Der schnelle Moralist eignet sich nicht als Archivar, sagt Wolfgang Trautwein. Er, der Direktor des Archivs der Akademie der Künste, stellt eine Neuerwerbung seines Hauses vor, und er will Gerechtigkeit für seinen Gegenstand. Der Nachlass des Schriftstellerpaares Eva (1930-2011) und Erwin (1912-1994) Strittmatter gehört nun zur Sammlung, reiht sich ein zwischen rund 1200 Einzelbestände.

Die Akademie erwarb die Sammlung mit Hilfe der Kulturstiftung der Länder, auf 90 Regalmetern befinden sich Fotos, Urkunden, Vorarbeiten, Manuskripte sowie 400 Oktavhefte mit Tagebuchnotizen des Pferdezüchters, Dramatikers und Romanautors Erwin Strittmatter, außerdem 150 Ordner mit Leserbriefen an die Dichterin Eva Strittmatter. Am Mittwochabend wurde im Akademie-Haus am Pariser Platz ein kleiner Einblick geboten, so auch mit elf Schmalfilm-Minuten aus den 50er- und 60er Jahren, die auch das „berühmteste Pferd der DDR“ (Trautwein) zeigten, das Vorbild für Erwin Strittmatters Kinderbuch „Pony Pedro“.

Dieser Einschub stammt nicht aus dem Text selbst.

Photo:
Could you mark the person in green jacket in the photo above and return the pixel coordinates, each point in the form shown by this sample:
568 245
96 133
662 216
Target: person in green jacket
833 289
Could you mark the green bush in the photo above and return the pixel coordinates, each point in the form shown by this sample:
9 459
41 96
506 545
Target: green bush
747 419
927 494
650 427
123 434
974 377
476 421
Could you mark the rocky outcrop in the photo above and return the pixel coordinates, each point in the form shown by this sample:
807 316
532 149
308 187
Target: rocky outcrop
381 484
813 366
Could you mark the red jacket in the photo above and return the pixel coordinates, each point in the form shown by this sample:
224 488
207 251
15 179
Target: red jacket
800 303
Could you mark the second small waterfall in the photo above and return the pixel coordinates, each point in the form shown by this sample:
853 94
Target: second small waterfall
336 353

Der Archivdirektor behauptet, dass die Strittmatters sich nun in guter Gesellschaft befänden, bei früheren Lehrmeistern wie Bertolt Brecht und Walter Victor, bei Zeitgenossen wie Christa Wolf oder Walter Kempowski. Und er würdigt Erwin Strittmatter als biografischen Erzähler, der seine Lebensstationen mit seinen Figuren in verschiedenen Büchern nachzeichnete. Nur über seinen Einsatz beim Polizeibataillon 325 im Zweiten Weltkrieg, den bewaffneten Kampf gegen Partisanen, schwieg Strittmatter. Erst anderthalb Jahrzehnte nach seinem Tod wurde das bekannt. Wolfgang Trautwein weist darauf hin, um dann den Satz mit der Moral zu sagen.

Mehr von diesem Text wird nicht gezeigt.